Question

General Logs Banana Bombs cereal is sold in 10.40 ounce packages. Because the cereal is sold by weight, the number of pieces of Banana Bombs varies from box to box. A random sample of 19 boxes of Banana Bombs was sampled and the number of pieces in each box was counted. The sample mean for 19 boxes was 696.58. The quality control engineer knows from the experience that population standard deviation is assumed to be 12.33 and that the number of pieces of Banana Bombs arenormally distributed.a.Construct a 99% confidence interval for the true mean number of Banana Bombs in 10.40 ounce packages.

Answer 1

The 99% confidence interval for the true mean number of Banana Bombs in 10.40 ounce packages is between 689.3 and 703.86.

Explanation:

We have that to find our
`\alpha` level, that is the subtraction of 1 by the confidence interval divided by 2. So:

`\alpha = (1 - 0.99)/(2) = 0.005`

Now, we have to find z in the Ztable as such z has a pvalue of
`1 - \alpha`.

That is z with a pvalue of
`1 - 0.005 = 0.995`, so Z = 2.575.

Now, find the margin of error M as such

`M = z(\sigma)/(√(n))`

In which
`\sigma` is the standard deviation of the population and n is the size of the sample.

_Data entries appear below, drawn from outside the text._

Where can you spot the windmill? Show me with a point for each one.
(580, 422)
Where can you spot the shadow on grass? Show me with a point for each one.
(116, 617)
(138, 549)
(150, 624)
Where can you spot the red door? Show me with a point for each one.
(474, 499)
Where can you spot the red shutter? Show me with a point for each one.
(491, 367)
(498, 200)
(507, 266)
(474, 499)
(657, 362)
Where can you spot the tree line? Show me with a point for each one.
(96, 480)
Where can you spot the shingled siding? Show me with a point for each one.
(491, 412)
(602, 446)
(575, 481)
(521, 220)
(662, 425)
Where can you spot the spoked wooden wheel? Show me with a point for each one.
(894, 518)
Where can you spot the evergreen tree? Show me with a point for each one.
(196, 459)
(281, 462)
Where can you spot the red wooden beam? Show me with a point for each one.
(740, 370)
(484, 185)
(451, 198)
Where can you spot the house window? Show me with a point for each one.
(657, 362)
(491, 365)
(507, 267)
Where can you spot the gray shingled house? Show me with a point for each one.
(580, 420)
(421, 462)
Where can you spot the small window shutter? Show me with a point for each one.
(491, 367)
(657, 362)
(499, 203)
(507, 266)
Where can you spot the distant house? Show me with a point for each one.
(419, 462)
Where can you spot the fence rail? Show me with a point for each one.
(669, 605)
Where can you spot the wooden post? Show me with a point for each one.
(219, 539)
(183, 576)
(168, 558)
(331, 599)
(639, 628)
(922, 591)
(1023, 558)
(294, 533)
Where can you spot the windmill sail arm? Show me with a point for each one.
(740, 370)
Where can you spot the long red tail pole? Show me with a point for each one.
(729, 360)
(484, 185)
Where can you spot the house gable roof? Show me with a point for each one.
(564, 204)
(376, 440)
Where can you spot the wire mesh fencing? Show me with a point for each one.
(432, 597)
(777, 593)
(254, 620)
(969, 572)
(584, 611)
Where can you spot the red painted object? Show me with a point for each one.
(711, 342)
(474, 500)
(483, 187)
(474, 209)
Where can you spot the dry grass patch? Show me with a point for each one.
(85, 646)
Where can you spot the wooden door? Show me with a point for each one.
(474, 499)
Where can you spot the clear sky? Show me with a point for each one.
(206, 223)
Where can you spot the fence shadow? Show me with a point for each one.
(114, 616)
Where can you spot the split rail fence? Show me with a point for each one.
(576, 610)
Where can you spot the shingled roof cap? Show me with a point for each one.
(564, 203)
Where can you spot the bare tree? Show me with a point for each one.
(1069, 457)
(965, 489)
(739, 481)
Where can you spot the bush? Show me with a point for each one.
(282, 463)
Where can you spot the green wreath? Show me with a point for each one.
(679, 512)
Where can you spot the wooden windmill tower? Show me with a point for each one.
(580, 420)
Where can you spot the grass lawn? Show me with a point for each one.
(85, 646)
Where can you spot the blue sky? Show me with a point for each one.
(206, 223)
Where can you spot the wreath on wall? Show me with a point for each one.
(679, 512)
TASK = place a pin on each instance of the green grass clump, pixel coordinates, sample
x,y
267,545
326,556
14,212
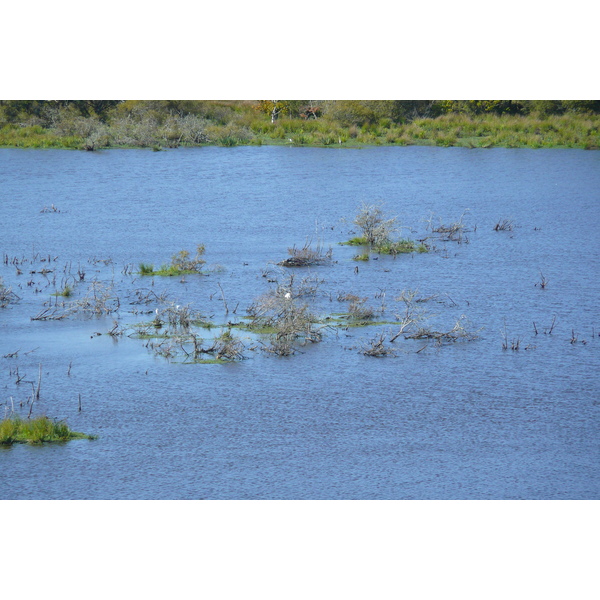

`M = 2.575(12.33)/(√(19)) = 7.28`

The lower end of the interval is the sample mean subtracted by M. So it is 696.58 - 7.28 = 689.3 pieces

The upper end of the interval is the sample mean added to M. So it is 696.58 + 7.28 = 703.86 pieces

The 99% confidence interval for the true mean number of Banana Bombs in 10.40 ounce packages is between 689.3 and 703.86.